A situação do sistema prisional da região ganhou os holofotes na semana passada, quando uma rebelião em uma penitenciária no Equador deixou 118 mortos, num dos piores massacres em prisões da História da América Latina, com mais vítimas do que o notório massacre do presídio do Carandiru, em São Paulo, em 1992.

Um relatório de maio do ano passado da Human Rights Watch (HRW) mostrava que, apenas nos dois primeiros meses da pandemia, mais de 50 presos haviam morrido e centenas ficaram feridos em protestos ou fugas em Colômbia, Venezuela, Argentina, Brasil, Venezuela e Peru.

Os presos diziam não ter sabão ou cuidados médicos adequados e que, com as visitas suspensas, seus parentes não poderiam mais lhes trazer alimentos e produtos de higiene. De lá para cá, a situação só piorou.

“Proibir visitas sempre é uma fonte de conflito porque quase todo o sistema penitenciário da região não atende as necessidades básicas das pessoas privadas de liberdade”, afirma Gustavo Fondevila, professor e investigador no Centro de Investigação e Docência Econômicas (Cide) no México e especialista em sistemas carcerários latino-americanos. “É a família que leva medicamentos, roupa e até dinheiro, que muitos usam para pagar taxas para se alimentar melhor, não apanhar ou comprar drogas.”
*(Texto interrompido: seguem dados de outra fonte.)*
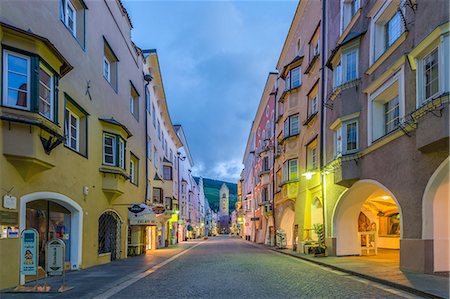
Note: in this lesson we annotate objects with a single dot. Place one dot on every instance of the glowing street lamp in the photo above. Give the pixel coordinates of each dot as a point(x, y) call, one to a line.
point(308, 175)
Outra pesquisa, de de junho deste ano, realizada pelo Instituto de Pesquisa de Políticas de Crime e Justiça (ICPR) da Universidade de Londres, mostra que os impactos sociais e de saúde causados pela pandemia e as medidas tomadas para contê-la são mais graves em países com prisões superlotadas e com poucos recursos — caso da maioria dos países latino-americanos.

No relatório do ICPR, que examinou as medidas tomadas em 10 países durante a pandemia, incluindo o Brasil, um preso de São Paulo disse que contava exclusivamente com sua mulher para levar medicamentos, “porque o único remédio disponível na a prisão era para alívio da dor”.

“Eu também costumava contar com minha parceira para enviar um pacote de comida a cada dois meses. A comida da prisão era muito pouca e muito pobre: pão velho, sobras de arroz, salsicha”, contou.

A mãe de dois presos brasileiros, por sua vez, disse que a falta de qualquer contato, seja por meio de visitas ou cartas, a havia deixado e a outras mães desesperadas com a falta de notícias: “Parentes ficam desesperados com medo de receber o corpo de seu ente querido em um caixão fechado”.

A superlotação, que afeta a imensa maioria dos presídios na região, também serviu para agravar a situação durante a pandemia, quando o distanciamento social se revelou impossível. Uma das razões que explicam os números tão altos é a alta taxa de presos sem julgamento, explica Cesar Muñoz, pesquisador da HRW. Na Bolívia, 65% de todos os detidos estão em prisão preventiva. No Brasil, onde houve uma melhora nos últimos anos graças a mutirões promovidos pela Justiça, a taxa é de cerca de 30%.

“A propagação do vírus é favorecida pelas péssimas condições das prisões da região: lugares fechados e sem ventilação, muitos deles superlotados e com falta de acesso a água. Essa situação desastrosa cria as condições perfeitas para que o coronavírus se espalhe”, afirma Muñoz. “Por isso, reduzir a superlotação seria uma das respostas. É possível fazer isso de forma responsável e sem prejudicar a segurança pública.”

Segundo Muñoz, o único país que tomou medidas efetivas nesse sentido foi o Chile, que aprovou um projeto de lei para diminuir as prisões provisórias durante a pandemia. No México, o governo vem elaborando um documento legal para permitir a libertação de presos torturados, maiores de 75 anos, doentes crônicos de mais de 65 anos ou que estejam presos sem sentença há mais de 10 anos por delitos menores.

Na Bolívia, para reduzir a severa superlotação das prisões, o então governo interino de Jeanine Áñez emitiu, em abril do ano passado, um decreto liberando certas categorias de detidos. Em fevereiro de 2021, foi a vez do novo governo de Luis Arce baixar um decreto semelhante.

O impacto das medidas sobre o número total de presos, no entanto, foi muito pequeno. Um relatório da HRW mostrou que as prisões bolivianas mantinham 18.126 presos em janeiro de 2020; 17.863 pessoas em fevereiro deste ano; e 17.908 em agosto.